A Letter to My Freshman Self

Well…we made it. It’s currently 25 days until graduation and, believe it or not, you will be receiving a diploma! Right now you’re probably worrying about how you’re going to get to your grandparents’ house for Thanksgiving—because no car—and little do you know that you’ll drop your phone down an elevator shaft the night before break. Yes. . . that really does happen to people. But that’s not what I want to talk about. I want to talk about the next four years, and something I wish I would have known way back then. The advice is this:

Accept advice, but don’t follow it mindlessly.

You will meet countless people over the next four years who will try to tell you what you should do with your life. They’ll tell you what is “impressive,” what the best career path or job opportunity is, and sometimes they’ll rattle off a list of people in the workforce who have “made it”—whatever that means. Those people will have good intentions, and many times those opinions are informed by valuable past experiences they have had. Don’t ignore them. Absorb what they have to say and recognize the wisdom they can impart. That being said, my advice to you is to take all of that with a grain of salt (oh yeah, heads up. . .the expression isn’t a great assault). Don’t let their perspective or opinions dictate the way you live your life or the choices you make. You are the one who has to live your life, and you are the one who is going to stay up until midnight writing cover letters and submitting job applications. Be independent enough to recognize your own intelligence, and that what is good for one isn’t necessarily good for all.

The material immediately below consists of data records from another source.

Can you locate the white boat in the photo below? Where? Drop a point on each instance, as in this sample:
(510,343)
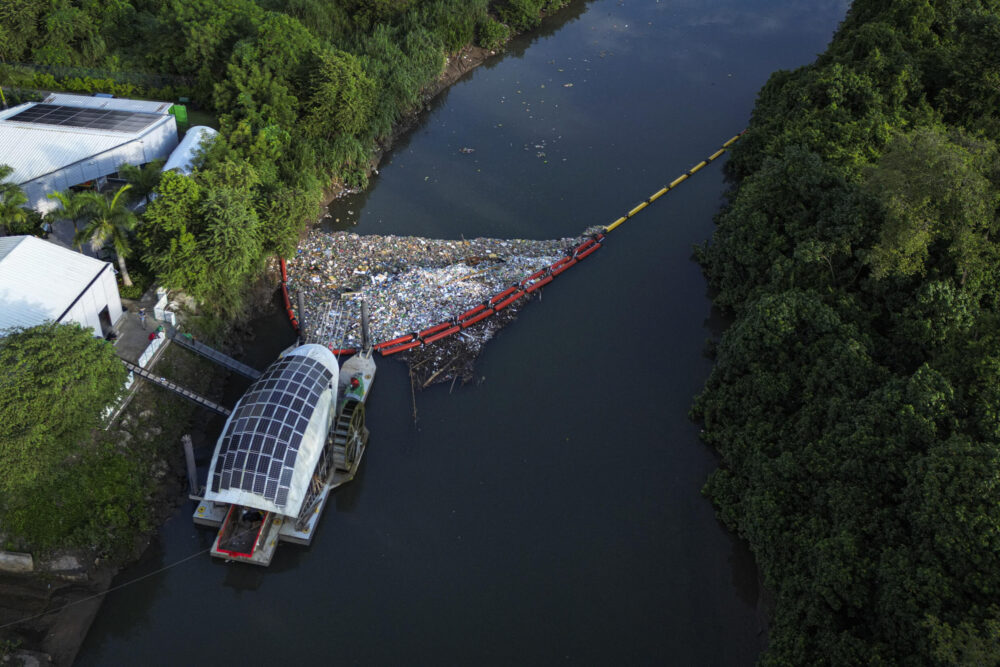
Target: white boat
(296,435)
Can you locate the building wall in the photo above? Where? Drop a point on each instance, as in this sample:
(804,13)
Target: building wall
(156,144)
(103,292)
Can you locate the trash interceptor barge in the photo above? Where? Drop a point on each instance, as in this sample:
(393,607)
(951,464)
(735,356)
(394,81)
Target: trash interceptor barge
(295,435)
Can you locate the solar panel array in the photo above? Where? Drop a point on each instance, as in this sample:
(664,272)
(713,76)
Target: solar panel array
(92,119)
(264,434)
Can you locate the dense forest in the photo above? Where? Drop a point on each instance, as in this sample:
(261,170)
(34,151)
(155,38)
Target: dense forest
(304,90)
(855,399)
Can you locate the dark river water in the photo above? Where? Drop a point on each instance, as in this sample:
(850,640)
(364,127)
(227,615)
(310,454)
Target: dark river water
(551,512)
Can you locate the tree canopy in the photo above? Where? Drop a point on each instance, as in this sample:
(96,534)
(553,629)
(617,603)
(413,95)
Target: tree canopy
(58,379)
(855,399)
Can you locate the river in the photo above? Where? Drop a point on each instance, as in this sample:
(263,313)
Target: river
(551,511)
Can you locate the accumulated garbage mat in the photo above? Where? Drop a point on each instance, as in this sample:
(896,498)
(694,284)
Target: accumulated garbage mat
(410,284)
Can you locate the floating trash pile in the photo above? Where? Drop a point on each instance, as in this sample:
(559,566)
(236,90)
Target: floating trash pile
(410,284)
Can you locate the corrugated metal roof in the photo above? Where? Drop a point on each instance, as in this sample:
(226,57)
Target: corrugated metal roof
(40,280)
(34,150)
(183,155)
(116,103)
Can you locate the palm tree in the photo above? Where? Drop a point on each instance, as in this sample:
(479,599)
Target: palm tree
(12,200)
(108,221)
(71,205)
(142,179)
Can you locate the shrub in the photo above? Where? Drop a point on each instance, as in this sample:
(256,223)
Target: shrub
(491,34)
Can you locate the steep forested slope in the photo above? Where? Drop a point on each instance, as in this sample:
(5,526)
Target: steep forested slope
(856,397)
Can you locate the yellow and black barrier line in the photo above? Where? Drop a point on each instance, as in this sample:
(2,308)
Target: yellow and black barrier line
(674,183)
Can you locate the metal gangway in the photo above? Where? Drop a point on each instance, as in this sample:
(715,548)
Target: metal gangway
(177,389)
(188,342)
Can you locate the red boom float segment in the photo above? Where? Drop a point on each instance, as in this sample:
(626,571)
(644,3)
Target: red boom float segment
(481,316)
(400,348)
(509,300)
(541,283)
(443,334)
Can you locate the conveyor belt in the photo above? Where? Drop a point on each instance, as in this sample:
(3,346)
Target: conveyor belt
(177,389)
(216,356)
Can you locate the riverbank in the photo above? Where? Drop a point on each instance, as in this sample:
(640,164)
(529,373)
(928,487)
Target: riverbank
(65,609)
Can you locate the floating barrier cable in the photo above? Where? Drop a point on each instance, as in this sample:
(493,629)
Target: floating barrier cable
(525,287)
(674,183)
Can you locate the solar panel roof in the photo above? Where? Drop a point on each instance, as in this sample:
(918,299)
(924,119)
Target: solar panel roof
(128,122)
(261,443)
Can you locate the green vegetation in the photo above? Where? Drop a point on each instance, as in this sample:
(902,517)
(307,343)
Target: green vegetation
(58,486)
(65,481)
(304,92)
(107,222)
(855,399)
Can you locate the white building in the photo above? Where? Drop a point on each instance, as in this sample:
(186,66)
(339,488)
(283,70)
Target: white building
(182,159)
(69,140)
(41,281)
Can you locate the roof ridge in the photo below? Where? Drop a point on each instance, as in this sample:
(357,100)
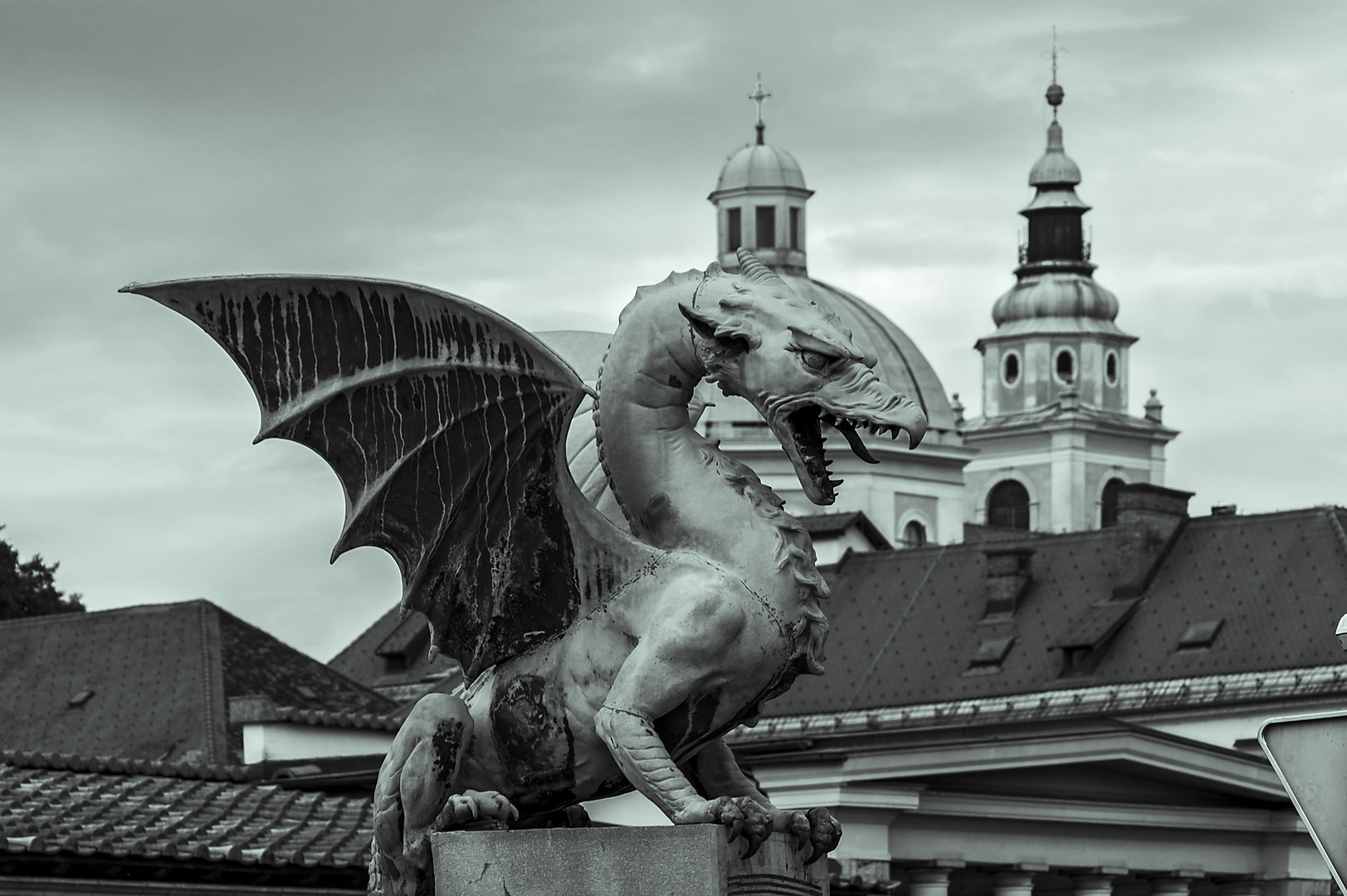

Pursue the things you love

In the public relations industry, there is a seemingly endless list of job possibilities out there. It can be overwhelming and it might take you awhile to figure out what you want to do. That’s okay. Give yourself time to explore those other opportunities. That being said, don’t be afraid to explore something you love just because someone else thinks it’s “dumb.” One day you’ll hear great things about one industry, only to hear someone else bash it for those very same reasons. Certain professors will emphasize the merits of various career paths, your friends will talk about their interests, and your parents might have some strong opinions too. But at the end of the day, pursue what you love.  Apply for that nonprofit internship even though “nonprofits don’t pay anything.” Apply for that agency internship even though “they work like 80. Hours. A. Week.” Take those fine arts electives even though “they don’t even relate to your major. Ew.” As long as you are following your interests and doing what makes you happy, that is the only thing that matters. Every opportunity you pursue gives you a unique experience that may set you apart from 80 other applicants in the future, and who knows, it might even reveal what you want to do with your life.

Be confident

One of the great things about the University of Alabama PR program is that you are surrounded by some of the most brilliant people you’ll meet in your life. Your friends will be ambitious and intelligent and teach you so much about who you are and where you can go. The flip side is that when it comes time to apply for internships or organizations on campus, chances are they’ll be applying for those same positions too. Don’t let that scare you. Be confident. Don’t compare yourself to your classmates and think, “She’s applying for that internship too? If she’s applying I definitely can’t, because she’s way more qualified than I am.” Those thoughts are normal, but do your best to reject them. Like I said earlier, every experience you have is uniquely your own, and it could be the determining factor in getting the dream job. Have confidence in who you are and the experiences you have and that you are interested in specific positions for a reason. Someone else’s intelligence and experience doesn’t diminish yours, and don’t let the fear of failure keep you from pursuing your dream. Yes. . . you still use corny expressions four years later.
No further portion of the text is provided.